Lastly, the casting and lack of spoken language adds a huge amount of authenticity to the entire production.

This is a very good film (despite some stuff that is obviously inaccurate, such as the ark’s size), and definitely worth watching.

The Action Bible

2016-05-02-actionbibleThis is kind of crazy to admit, but as I close in on my mid-thirties, The Action Bible is actually the FIRST time I have ever been exposed to the Bible fully, at least in a major story-by-story sense, in my entire life. In fact, I’d say it’s very sad it’s taken me this long!

What I find absolutely incredible about the Action Bible though is how it makes the stories of the Bible presentable in a fashion that can be easily understood by just about anyone, young or old, guy or girl.

The artwork is above average throughout the entire 600+ page book, with visuals that summarize large amounts of text in a more streamlined, efficient manner. The imagery also helps people comprehend the world, people and things of the time very well while the overall messages and stories are conveyed.

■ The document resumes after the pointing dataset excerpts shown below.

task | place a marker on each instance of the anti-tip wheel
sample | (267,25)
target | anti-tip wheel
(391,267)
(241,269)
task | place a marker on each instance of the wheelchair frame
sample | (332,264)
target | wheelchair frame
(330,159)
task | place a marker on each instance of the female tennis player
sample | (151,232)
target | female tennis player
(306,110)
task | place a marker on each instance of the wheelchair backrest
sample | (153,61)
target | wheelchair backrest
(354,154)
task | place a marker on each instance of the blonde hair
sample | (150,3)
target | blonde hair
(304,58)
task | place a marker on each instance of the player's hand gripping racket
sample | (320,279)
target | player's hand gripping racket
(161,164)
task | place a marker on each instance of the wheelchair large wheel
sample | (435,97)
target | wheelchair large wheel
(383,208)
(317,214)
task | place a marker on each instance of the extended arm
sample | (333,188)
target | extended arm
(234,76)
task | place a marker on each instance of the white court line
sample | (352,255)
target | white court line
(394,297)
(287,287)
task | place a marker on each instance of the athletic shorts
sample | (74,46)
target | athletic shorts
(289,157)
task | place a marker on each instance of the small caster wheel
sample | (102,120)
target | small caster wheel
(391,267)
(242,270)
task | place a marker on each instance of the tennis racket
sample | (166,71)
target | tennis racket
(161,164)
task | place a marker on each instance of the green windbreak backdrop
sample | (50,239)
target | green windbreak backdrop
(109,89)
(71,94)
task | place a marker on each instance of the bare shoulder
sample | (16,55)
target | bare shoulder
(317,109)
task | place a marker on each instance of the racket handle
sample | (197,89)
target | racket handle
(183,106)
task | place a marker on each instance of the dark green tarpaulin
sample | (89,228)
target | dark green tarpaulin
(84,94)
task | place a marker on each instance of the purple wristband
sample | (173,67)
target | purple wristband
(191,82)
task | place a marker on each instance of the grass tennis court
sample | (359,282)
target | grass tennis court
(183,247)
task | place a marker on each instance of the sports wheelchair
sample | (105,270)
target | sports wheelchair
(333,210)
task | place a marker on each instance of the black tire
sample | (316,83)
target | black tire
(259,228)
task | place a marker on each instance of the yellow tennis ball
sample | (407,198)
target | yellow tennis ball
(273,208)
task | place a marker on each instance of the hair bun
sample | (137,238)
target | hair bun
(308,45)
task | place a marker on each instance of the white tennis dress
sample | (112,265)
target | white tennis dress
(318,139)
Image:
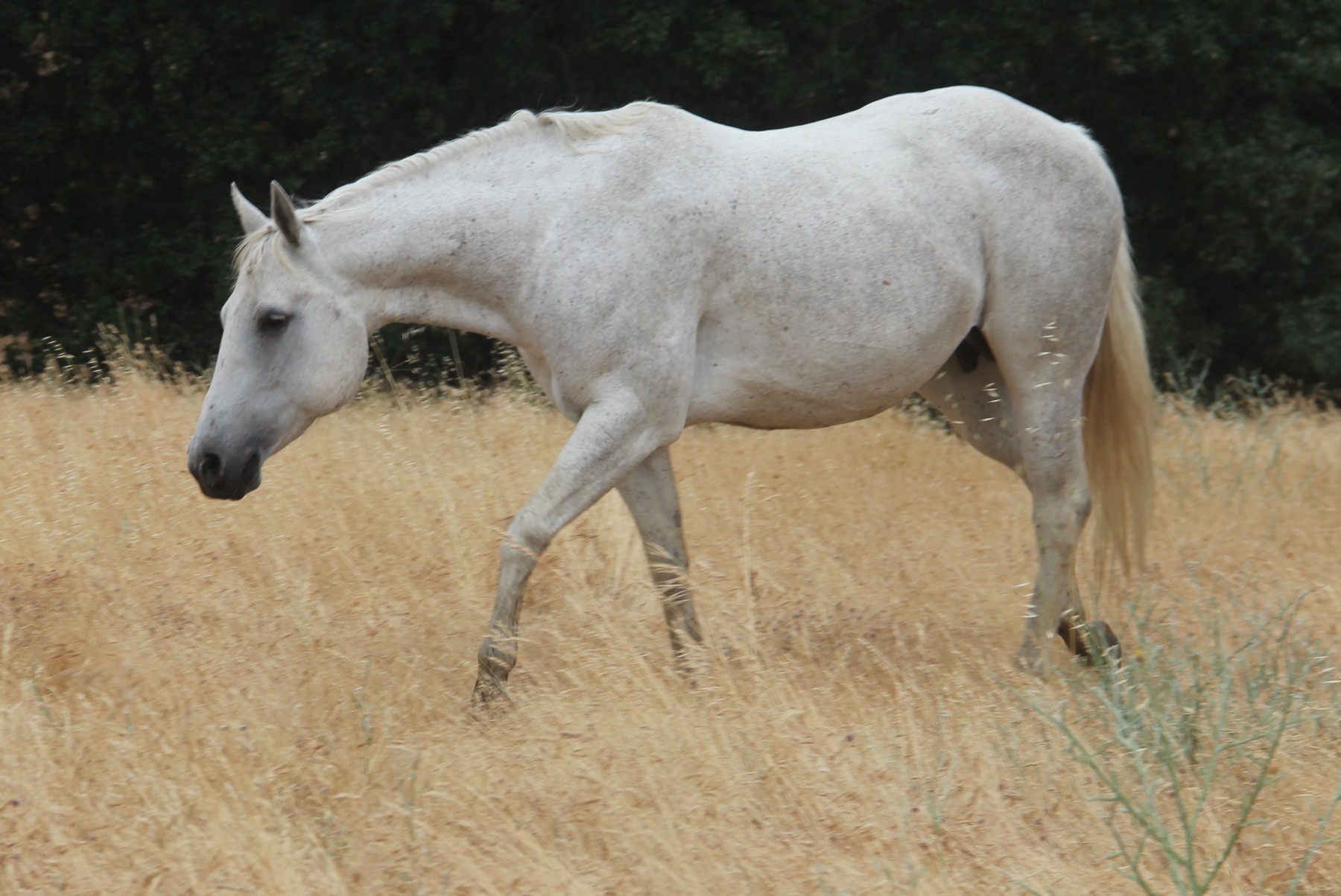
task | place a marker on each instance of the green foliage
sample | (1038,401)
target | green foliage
(1183,740)
(121,125)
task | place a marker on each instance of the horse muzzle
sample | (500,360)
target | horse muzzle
(227,475)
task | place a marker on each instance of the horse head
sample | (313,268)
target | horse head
(294,349)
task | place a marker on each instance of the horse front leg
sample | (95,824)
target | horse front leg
(612,437)
(650,495)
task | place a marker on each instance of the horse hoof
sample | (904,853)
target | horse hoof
(489,693)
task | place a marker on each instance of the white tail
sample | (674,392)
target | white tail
(1119,412)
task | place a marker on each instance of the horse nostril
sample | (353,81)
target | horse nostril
(209,470)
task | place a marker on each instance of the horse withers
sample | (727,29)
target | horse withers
(657,270)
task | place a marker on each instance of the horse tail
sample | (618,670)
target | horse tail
(1120,416)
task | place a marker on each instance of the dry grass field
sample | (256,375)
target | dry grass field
(270,696)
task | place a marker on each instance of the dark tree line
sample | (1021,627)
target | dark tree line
(124,121)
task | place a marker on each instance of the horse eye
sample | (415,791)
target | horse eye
(273,321)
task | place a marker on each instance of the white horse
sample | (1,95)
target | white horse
(657,270)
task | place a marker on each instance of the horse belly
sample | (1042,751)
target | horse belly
(782,383)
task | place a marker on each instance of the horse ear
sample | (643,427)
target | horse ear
(251,216)
(283,214)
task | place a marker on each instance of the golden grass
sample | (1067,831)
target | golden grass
(271,696)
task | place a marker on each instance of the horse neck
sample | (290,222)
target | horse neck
(451,251)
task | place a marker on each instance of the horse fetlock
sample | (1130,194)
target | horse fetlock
(495,660)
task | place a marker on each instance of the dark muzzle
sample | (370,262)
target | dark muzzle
(226,477)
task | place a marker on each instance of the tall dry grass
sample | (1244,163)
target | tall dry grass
(271,696)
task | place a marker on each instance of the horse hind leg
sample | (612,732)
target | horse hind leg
(650,495)
(971,390)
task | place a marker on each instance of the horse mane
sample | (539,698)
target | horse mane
(574,127)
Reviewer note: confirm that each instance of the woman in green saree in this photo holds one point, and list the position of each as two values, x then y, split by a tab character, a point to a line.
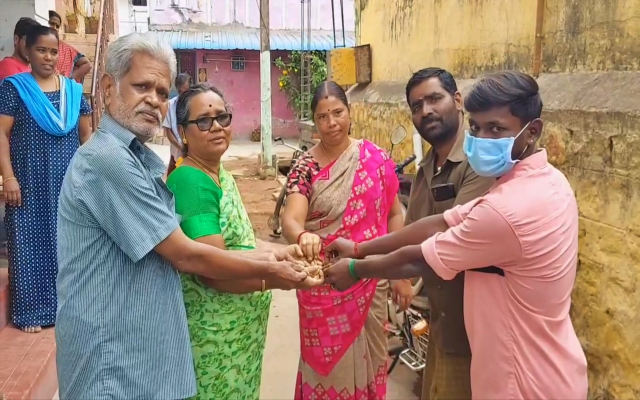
227	319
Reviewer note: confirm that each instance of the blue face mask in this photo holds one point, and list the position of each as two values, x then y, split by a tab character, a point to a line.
491	157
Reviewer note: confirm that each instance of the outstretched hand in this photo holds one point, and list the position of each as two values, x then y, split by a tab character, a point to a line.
338	275
288	253
341	248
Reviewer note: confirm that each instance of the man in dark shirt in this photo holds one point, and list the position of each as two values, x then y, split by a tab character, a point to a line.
18	62
443	181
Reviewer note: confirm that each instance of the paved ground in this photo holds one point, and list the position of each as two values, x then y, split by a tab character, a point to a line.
283	344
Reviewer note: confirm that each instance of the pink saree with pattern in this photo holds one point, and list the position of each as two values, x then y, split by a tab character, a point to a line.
343	341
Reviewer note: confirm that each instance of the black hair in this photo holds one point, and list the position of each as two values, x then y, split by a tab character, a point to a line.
181	79
23	26
326	89
38	31
184	101
515	89
447	81
53	14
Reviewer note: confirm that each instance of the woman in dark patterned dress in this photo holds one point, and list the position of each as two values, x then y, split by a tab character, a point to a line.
43	120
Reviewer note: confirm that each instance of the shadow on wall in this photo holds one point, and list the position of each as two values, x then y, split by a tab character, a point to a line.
592	135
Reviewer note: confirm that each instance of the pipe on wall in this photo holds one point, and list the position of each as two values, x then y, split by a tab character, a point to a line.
537	46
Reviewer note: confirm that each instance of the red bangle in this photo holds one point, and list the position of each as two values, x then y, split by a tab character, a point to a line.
300	235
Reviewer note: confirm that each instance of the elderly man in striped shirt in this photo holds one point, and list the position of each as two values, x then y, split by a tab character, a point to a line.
121	328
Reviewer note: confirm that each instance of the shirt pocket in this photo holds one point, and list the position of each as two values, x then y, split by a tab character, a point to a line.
165	194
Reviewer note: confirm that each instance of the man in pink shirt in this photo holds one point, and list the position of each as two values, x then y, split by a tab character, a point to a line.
518	245
18	62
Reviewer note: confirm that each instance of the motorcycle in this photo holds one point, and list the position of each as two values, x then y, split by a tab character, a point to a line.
396	137
410	327
274	221
412	349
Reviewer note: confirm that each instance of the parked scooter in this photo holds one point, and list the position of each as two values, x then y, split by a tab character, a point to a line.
274	221
411	326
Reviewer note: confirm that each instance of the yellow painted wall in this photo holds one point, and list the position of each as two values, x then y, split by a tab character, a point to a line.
471	37
592	132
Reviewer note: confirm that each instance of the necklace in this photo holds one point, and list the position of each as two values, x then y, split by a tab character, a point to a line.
327	154
212	174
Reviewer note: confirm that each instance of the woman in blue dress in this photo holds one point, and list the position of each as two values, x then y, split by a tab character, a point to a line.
44	118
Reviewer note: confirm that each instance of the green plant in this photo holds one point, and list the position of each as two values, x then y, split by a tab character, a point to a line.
289	81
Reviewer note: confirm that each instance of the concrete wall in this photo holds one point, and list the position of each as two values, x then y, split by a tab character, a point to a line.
132	18
472	37
242	90
591	89
37	9
284	14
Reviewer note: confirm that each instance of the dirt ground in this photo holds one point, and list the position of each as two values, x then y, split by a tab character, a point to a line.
257	195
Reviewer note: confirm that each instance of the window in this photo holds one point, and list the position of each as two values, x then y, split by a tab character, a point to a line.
237	63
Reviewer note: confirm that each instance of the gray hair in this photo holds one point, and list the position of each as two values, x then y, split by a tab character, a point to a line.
121	51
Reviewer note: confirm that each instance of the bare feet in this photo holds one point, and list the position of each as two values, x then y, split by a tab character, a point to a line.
32	329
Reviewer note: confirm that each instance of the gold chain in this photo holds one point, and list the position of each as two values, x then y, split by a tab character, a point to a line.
327	154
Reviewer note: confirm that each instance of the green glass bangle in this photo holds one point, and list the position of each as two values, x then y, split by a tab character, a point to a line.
352	269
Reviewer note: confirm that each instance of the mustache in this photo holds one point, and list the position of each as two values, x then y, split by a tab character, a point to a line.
427	121
150	111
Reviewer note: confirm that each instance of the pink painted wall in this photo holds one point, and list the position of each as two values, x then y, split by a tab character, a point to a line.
242	90
283	14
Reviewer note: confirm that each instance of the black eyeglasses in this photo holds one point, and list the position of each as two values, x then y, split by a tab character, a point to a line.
205	123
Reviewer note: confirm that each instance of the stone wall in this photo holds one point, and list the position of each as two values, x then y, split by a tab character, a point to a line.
592	134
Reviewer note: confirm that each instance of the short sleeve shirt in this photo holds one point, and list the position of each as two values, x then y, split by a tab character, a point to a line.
121	329
171	122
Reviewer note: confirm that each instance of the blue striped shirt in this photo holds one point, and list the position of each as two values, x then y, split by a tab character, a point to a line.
121	330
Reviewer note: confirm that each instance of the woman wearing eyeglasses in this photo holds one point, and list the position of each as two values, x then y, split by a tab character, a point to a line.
227	319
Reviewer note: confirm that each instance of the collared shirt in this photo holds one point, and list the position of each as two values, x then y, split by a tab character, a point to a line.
121	330
445	297
171	122
523	342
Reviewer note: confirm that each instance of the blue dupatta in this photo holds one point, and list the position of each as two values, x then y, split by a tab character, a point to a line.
53	121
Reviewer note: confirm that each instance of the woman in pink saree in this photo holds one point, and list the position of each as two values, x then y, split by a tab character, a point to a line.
342	188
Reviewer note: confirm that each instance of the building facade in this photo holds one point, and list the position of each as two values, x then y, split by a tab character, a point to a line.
587	59
218	41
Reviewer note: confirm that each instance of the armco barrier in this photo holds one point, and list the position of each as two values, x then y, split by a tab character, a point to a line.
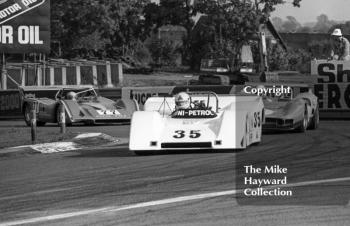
330	105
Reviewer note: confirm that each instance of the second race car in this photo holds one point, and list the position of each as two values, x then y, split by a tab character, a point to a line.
81	104
201	120
297	110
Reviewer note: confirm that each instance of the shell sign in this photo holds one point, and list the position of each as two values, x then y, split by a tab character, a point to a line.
24	26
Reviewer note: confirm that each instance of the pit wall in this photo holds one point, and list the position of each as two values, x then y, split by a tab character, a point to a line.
102	74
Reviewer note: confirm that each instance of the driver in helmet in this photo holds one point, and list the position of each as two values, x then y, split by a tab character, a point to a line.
71	95
182	101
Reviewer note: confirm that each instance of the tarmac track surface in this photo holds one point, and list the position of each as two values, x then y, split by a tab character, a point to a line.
100	187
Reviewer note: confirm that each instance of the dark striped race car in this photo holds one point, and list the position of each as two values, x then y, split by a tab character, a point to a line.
82	104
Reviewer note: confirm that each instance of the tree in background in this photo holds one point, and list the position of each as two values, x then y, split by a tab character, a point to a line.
323	24
117	25
345	28
229	24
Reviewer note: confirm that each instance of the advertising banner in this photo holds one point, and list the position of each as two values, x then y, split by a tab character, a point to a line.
25	26
332	84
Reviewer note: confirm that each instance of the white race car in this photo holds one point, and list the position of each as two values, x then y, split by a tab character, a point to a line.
210	121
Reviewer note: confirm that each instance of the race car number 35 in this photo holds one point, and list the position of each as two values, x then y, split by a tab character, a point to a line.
192	134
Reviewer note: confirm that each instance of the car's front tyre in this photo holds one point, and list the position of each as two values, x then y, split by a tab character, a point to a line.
144	153
315	119
305	122
27	114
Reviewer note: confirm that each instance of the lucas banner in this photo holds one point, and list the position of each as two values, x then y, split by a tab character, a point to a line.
25	26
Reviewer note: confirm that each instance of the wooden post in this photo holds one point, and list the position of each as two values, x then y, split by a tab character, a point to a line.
62	118
33	122
64	76
120	73
3	73
23	76
94	75
52	76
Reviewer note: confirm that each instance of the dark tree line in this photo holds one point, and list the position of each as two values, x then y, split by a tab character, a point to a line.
114	28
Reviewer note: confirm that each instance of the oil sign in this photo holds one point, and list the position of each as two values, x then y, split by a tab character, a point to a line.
24	26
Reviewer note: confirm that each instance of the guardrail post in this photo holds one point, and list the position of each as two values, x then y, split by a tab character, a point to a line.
120	73
62	118
33	122
3	79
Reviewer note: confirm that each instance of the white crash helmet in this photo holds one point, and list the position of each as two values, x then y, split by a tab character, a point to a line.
182	101
71	95
337	32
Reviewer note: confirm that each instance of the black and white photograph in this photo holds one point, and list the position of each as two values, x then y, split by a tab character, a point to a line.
175	112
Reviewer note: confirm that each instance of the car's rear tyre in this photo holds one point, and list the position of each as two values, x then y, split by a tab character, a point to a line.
144	153
27	114
304	124
315	119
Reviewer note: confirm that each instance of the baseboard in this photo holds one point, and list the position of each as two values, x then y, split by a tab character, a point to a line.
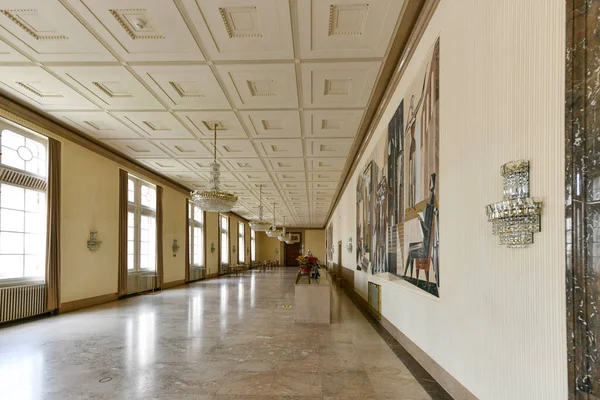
445	380
89	302
169	285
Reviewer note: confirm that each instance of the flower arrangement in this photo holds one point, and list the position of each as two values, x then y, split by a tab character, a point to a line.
308	262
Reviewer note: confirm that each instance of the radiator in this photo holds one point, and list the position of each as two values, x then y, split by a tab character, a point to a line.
18	302
375	300
197	273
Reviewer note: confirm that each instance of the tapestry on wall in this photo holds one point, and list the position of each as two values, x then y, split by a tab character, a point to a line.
329	245
397	192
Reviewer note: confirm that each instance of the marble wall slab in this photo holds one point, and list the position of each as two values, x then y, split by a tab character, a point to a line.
582	134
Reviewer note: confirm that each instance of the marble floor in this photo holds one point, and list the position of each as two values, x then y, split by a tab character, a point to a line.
225	338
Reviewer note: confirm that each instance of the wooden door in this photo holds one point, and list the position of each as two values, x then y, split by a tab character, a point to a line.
292	251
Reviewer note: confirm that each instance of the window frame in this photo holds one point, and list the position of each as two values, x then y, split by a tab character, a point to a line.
225	233
140	210
252	245
241	243
193	223
43	141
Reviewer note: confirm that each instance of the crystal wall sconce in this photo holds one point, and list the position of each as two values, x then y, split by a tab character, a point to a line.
517	217
94	243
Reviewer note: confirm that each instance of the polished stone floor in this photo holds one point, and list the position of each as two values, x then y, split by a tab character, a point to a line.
226	338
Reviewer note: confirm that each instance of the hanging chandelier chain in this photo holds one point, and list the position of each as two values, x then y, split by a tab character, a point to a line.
215	144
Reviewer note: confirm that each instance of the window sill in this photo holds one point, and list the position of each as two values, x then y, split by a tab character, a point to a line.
4	283
142	273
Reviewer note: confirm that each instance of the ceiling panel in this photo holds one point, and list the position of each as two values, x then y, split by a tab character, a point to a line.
47	31
331	123
250	30
140	30
37	87
328	147
286	83
181	148
285	164
272	124
98	124
136	148
254	86
236	148
346	28
202	124
340	84
280	148
154	124
111	87
184	87
245	164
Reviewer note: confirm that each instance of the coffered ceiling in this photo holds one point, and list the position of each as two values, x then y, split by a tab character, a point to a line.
286	82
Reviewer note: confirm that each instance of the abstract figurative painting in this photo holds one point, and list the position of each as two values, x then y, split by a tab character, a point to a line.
397	194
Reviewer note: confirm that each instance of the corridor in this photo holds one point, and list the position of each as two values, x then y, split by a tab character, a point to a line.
227	338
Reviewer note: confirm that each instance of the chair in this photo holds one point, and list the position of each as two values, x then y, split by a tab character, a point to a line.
419	253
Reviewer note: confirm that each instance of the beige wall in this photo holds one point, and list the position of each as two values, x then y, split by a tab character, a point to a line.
498	326
90	194
314	240
174	226
212	238
265	248
89	201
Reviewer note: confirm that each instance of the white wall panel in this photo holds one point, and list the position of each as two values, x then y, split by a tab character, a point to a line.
499	324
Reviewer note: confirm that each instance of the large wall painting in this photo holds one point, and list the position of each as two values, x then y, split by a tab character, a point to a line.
397	193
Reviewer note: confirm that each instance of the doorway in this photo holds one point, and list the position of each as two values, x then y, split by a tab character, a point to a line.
292	251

Now, obviously this Bible is aimed at younger people (teens) and is not a direct translation, but rather a “summarizing” of Bible content. Many important and critical messages, characters and events aren’t present at all, particularly during the New Testament — simply because either that info would be too lengthy / difficult to present visually, would slow down the pacing of this book a lot or just wouldn’t fit the overall tone (making an approachable, easy to read Bible).

I would say The Action Bible is perfect for people who want an initial, visual, understandable version of the Bible that they can wrap their head around…and then after readers complete it, they can move on a standard, true, complete translation of The Bible to get the full messages and meanings God intended. And as they read subsequent Bibles, they can use this one as a visual reference.

I love this version and was extremely grateful to be able to read it.